"What's the matter with you? I'm not interfering with you!"

And immediately she took up the song at the very place she had left off. Larissa said amiably:

"Let her sing."

"It's raining hard on me,
There's no roof for a girl like me—"

bawled Darya, imitating the sounds and drawing out the syllables as the simple folk-singers do to make a song more pathetic. For example, it sounded like this:

"O-o-oh; it's a-rai-ai-ning ha-a-a-rd on me-e-e!"

Particularly unpleasant were the sounds stretched out where the accents did not fall. It produced a superlative impression: it would have brought a mortal depression on a new listener. A sadness resounding through our native fields and villages, a sadness consuming with a hideous flame the living word, debasing a once living song with senseless howling....

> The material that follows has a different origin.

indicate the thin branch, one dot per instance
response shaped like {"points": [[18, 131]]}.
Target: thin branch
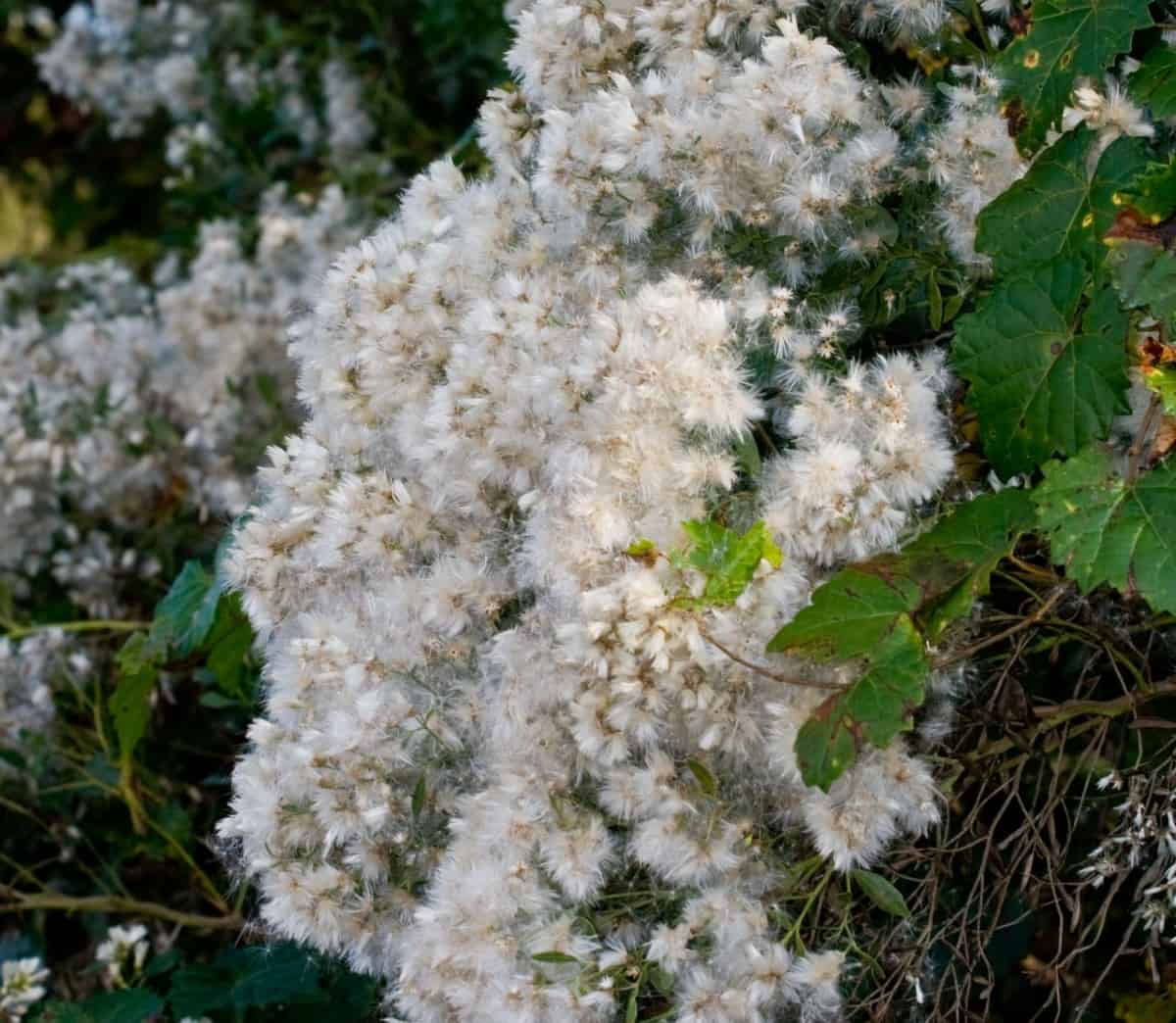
{"points": [[1021, 626], [1140, 445], [28, 902], [767, 671]]}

Suddenly Darya sprang up, put her hand on her hips and began to shout out a gay song,[3] dancing and snapping her fingers:

"Go away, young fellow, go away—
I am a robber's daughter
A fig for your good looks—
I'll stick a knife in your belly.
I'll not have a muzhik.
I'm going to love a bossiak."[4]

Darya danced and sang, and her eyes seemed as motionless as the dead moon in its orbit. Liudmilla laughed loudly—and her heart now felt faint, now felt oppressed, from gay joyousness or from the cherry-sweet cherry brandy. Valeria laughed quietly with glass-sounding laughter, and looked enviously at her sisters; she wished she were as cheerful as they, but somehow she felt anything but cheerful—she thought that she was the last, the youngest, "the left-over"; hence her frailty and her unhappiness. And though she was laughing she was almost on the point of bursting into tears.